This agreement would also have made our earth a much better place for all of us to live in relative peace.
But when all the arrangements were ready for the signing of the agreement, the Palestinians backed out, demanding, among others, that the Israelis grant them complete sovereignty over East Jerusalem’s Islamic holy site, in particular, the Al-Aqsa Mosque.
But what right do the Muslims have to claim their complete sovereignty over East Jerusalem and why Israel should not cave in to their demand? To find the answer to this crucial question, we need to go to the Quran and see what it says about Jerusalem and if Muslims have at all any right over it.
The name “Jerusalem” does not appear in the Quran.
However, a verse in it supposedly alludes to Jerusalem, saying:
17:1: “Glory to (Allah) Who did take His servant for a Journey by night from the Sacred Mosque to the farthest Mosque, whose precincts We did bless,- in order that We might show him some of Our Signs: for He is the One Who heareth and seeth (all things).”
Muhammad was clearly the speaker of this verse. He claimed that Allah took him for a journey by night from the Sacred Mosque (in Mecca) to the farthest Mosque whose precinct Allah blessed in order that he could show Muhammad some of His Signs. Muhammad, however, did not describe where that farthest mosque was located and what Signs of Allah he had seen at or in the vicinity of that mosque.

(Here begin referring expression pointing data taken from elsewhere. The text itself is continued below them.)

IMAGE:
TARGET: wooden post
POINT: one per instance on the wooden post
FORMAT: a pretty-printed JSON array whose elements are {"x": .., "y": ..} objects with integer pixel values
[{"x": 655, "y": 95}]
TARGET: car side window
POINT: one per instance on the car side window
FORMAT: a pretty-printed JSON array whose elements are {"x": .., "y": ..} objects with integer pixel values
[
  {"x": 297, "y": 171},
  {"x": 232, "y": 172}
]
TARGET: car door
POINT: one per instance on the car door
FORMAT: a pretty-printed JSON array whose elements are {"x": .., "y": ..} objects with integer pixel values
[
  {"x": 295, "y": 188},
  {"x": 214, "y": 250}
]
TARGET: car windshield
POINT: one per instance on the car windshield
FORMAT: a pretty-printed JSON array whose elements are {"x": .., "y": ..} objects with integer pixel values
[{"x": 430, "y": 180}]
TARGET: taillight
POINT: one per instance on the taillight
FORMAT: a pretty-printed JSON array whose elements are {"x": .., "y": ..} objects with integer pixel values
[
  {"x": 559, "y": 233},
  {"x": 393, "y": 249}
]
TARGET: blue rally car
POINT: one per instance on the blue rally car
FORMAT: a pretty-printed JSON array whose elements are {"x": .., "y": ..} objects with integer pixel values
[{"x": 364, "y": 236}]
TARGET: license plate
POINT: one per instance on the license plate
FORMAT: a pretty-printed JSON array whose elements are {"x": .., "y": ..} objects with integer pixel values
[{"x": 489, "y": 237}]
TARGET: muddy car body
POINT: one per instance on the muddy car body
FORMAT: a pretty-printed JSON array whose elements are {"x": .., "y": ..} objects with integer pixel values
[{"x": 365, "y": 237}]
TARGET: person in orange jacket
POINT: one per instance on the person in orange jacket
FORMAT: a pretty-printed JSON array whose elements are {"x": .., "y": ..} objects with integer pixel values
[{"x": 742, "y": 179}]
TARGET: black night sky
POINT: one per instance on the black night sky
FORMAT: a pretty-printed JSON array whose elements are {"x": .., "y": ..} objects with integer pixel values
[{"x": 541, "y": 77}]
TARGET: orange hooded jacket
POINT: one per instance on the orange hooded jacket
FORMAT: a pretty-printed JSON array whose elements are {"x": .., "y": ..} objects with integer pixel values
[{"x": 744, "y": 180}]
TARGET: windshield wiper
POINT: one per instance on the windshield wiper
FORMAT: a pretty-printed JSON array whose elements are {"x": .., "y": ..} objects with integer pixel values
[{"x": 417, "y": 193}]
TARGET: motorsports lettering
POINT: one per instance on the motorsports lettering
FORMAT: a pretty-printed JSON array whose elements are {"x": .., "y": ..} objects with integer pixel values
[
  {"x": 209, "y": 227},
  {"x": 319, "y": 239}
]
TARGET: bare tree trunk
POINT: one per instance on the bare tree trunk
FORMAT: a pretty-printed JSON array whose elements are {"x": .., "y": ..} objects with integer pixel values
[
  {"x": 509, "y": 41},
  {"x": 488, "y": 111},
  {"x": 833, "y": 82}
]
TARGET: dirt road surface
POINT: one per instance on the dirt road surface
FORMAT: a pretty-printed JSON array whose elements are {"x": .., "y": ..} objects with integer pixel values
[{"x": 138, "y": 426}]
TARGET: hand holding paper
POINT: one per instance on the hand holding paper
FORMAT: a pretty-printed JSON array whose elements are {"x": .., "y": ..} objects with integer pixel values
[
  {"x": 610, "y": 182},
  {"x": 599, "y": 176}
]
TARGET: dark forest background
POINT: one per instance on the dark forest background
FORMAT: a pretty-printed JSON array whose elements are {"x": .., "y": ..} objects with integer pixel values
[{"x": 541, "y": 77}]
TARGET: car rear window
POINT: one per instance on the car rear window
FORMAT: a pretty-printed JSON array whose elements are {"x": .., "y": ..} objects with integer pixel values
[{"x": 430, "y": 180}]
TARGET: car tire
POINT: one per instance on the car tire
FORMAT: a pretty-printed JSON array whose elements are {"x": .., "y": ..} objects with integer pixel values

In the footnote to the above verse, Mohammed Marmaduke Pickthall, one of the foremost Muslim scholars, confirms that the Mosque referred to in the verse was located in Jerusalem.[1] N. J. Dawood holds the same opinion.[2] Abdullah Yusuf Ali, having been helped by the Hadith literature as well as by his strenuous study of them, which also enabled him to elucidate the mystical meaning of the journey, maintains: “The holy Prophet was first transported to the seat of the earlier revelations in Jerusalem, and then taken through the seven heavens, even to the Sublime Throne, and initiated into the spiritual mysteries of the human soul struggling in Space and Time.”[3]
The location of the so-called ‘Farthest Mosque’ (‘Masjidul Aqsa’ in Arabic) thus established, let us now focus on whether the night journey Muhammad had allegedly made was corporeal, or a dream
But before doing that, let us note one important fact, it being: curiosity to know has always been one of mankind’s strongest instincts. It is not that this instinct is possessed only by the humans, even animals, such as ape and bear et al, are also born with it that allows them to know their surroundings before they can venture out into a difficult and dangerous world of their own.
The fact that man had always been curious to know about him, his supposed creator, his surroundings and the universe is manifest from the religious scriptures, in which, at least eighty-five percent of today’s world population firmly believe, supposedly, in order to live a “righteous life.” From these scriptures, we learn how our distant ancestors had tried to uncover the heavens’ secrets. Two of the secrets they tried to unveil related to our origin and the mysteries that abound in the heavens.
Because all humans have originated from a single couple (i.e. Adam and his wife who had only sons and no daughters), all humans in the beginning naturally spoke a single language. Using the unity brought to them by their common language, they took to building a tower to the heavens, so that they could learn what was going on inside each one of the seven heavens.